Video Killed in a Bizarre Way
TV programmer Max Renn (James Woods) is looking for something with an edge for his already edgy soft porn station which is how he came across a satellite station called "Videodrome" which appears to show both real sex and violence. It is not just Max who is intrigued by "Videodrome" as his kinky girlfriend Nicki (Debbie Harry) decides to go for a job at the station. But as Max becomes more and more interested in "Videodrome" he finds that not only is he becoming addicted to the sex and violence but the boundaries between TV and reality become blurred as he plagued by head aches and visions.

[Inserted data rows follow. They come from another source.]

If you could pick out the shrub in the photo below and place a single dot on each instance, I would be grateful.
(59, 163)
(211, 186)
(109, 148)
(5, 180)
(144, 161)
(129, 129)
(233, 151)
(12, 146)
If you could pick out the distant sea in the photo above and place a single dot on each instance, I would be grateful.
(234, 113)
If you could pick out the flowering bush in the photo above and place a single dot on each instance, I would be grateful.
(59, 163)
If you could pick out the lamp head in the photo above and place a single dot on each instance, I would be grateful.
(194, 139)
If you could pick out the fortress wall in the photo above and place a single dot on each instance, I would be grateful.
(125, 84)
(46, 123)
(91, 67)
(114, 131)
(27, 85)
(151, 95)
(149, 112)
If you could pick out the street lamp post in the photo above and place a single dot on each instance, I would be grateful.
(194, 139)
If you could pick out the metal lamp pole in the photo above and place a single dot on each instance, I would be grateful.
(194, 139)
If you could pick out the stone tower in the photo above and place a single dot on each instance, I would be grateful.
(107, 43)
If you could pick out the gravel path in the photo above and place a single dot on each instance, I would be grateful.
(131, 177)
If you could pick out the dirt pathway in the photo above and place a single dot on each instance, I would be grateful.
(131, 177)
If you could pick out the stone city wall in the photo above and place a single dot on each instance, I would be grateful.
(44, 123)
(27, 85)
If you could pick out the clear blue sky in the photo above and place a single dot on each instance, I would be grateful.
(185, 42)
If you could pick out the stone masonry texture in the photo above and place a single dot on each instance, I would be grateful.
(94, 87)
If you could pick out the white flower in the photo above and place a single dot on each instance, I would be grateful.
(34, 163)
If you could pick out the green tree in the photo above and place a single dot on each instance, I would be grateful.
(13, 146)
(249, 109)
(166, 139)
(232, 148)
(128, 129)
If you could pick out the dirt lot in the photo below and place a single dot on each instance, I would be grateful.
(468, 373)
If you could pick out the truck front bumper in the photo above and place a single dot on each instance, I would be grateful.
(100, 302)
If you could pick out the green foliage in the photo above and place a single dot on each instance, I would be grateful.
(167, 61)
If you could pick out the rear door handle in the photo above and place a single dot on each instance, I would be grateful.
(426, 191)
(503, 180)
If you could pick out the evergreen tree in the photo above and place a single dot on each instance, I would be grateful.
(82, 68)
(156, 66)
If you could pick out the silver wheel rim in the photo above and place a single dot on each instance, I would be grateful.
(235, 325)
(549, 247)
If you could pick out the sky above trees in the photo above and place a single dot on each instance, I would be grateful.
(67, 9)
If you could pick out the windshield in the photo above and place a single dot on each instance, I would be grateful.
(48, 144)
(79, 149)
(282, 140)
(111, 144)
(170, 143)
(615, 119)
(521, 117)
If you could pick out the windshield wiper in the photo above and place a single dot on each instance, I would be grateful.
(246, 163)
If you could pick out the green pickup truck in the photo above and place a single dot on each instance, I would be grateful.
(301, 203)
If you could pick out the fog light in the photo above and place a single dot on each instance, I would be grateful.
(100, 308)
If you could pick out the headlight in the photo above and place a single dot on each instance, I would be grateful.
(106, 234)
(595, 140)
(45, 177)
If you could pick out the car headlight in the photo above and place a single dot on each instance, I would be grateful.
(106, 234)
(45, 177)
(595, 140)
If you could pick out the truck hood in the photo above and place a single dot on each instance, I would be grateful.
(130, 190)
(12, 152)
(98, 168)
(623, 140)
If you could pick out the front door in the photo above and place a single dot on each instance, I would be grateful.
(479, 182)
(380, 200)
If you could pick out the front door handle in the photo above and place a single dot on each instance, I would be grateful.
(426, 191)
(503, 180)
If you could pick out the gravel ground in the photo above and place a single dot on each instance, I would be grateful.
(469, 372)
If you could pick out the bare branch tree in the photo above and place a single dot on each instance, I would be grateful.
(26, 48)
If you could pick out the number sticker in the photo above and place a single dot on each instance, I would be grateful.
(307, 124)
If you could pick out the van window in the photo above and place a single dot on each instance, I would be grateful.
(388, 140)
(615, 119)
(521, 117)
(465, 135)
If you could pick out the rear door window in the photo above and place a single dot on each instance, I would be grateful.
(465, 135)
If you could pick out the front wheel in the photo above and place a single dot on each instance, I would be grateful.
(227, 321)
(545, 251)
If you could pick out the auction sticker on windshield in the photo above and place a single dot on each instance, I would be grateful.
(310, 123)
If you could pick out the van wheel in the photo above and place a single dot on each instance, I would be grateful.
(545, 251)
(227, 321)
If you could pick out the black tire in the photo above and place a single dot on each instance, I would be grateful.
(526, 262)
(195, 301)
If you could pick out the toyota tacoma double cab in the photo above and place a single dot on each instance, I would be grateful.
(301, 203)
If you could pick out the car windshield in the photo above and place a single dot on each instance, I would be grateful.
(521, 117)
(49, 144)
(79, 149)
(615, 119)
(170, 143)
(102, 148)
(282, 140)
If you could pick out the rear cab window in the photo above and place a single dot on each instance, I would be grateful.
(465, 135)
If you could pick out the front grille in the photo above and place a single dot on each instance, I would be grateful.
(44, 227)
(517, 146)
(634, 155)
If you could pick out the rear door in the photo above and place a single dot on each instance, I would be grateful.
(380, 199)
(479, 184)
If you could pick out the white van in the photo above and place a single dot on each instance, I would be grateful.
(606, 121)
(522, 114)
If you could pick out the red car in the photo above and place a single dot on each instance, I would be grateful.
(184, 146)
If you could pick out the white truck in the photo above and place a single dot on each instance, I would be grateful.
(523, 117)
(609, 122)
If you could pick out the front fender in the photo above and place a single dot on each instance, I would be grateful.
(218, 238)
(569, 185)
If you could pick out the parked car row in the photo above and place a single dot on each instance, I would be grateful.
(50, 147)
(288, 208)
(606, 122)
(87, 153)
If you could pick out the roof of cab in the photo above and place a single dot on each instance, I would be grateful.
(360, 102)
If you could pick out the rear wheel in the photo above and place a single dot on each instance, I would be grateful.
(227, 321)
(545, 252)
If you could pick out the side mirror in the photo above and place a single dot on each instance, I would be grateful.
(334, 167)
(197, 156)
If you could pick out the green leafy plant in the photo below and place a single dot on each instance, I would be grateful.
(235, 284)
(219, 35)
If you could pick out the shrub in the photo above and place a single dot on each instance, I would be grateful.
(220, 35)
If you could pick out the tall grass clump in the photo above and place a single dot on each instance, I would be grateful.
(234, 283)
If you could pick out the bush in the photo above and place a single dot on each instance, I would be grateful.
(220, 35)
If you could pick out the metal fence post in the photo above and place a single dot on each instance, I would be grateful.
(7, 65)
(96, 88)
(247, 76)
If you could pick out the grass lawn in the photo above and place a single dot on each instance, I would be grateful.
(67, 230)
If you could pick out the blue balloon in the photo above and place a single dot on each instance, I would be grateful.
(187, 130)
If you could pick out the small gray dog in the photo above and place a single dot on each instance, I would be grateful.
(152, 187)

I have learned many things from being a movie lover; you need to hit 88 miles per hour in a DeLorean to time travel and never feed a Gremlin after midnight. More seriously I have learned that some directors can be hit and miss with one movie being fantastic and then the next too weird for your liking. David Cronenberg is one of those directors because in one movie he can draw you in with this fantastic mix of visual and social commentary and then in the next movie he can lose you with the weirdness which must fill up his mind.
So that brings me to "Videodrome" which firstly is a visual spectacular full of creative ideas from gaping wholes forming in Max's stomach to something more simple as a red room where he whips a TV. And secondly the storyline certainly has a lot of creativity with nothing as it seems as it evolves and becomes something very different. But for me "Videodrome" became too bizarre and crossed over the boundary of what I could watch to something which was purely all visual impact.
What this all boils down to is that "Videodrome" is one of David Cronenberg's movies which whilst entertaining because it is so bizarre ends up too bizarre for me and stops being a movie with a story and a journey into Cronenberg's mind.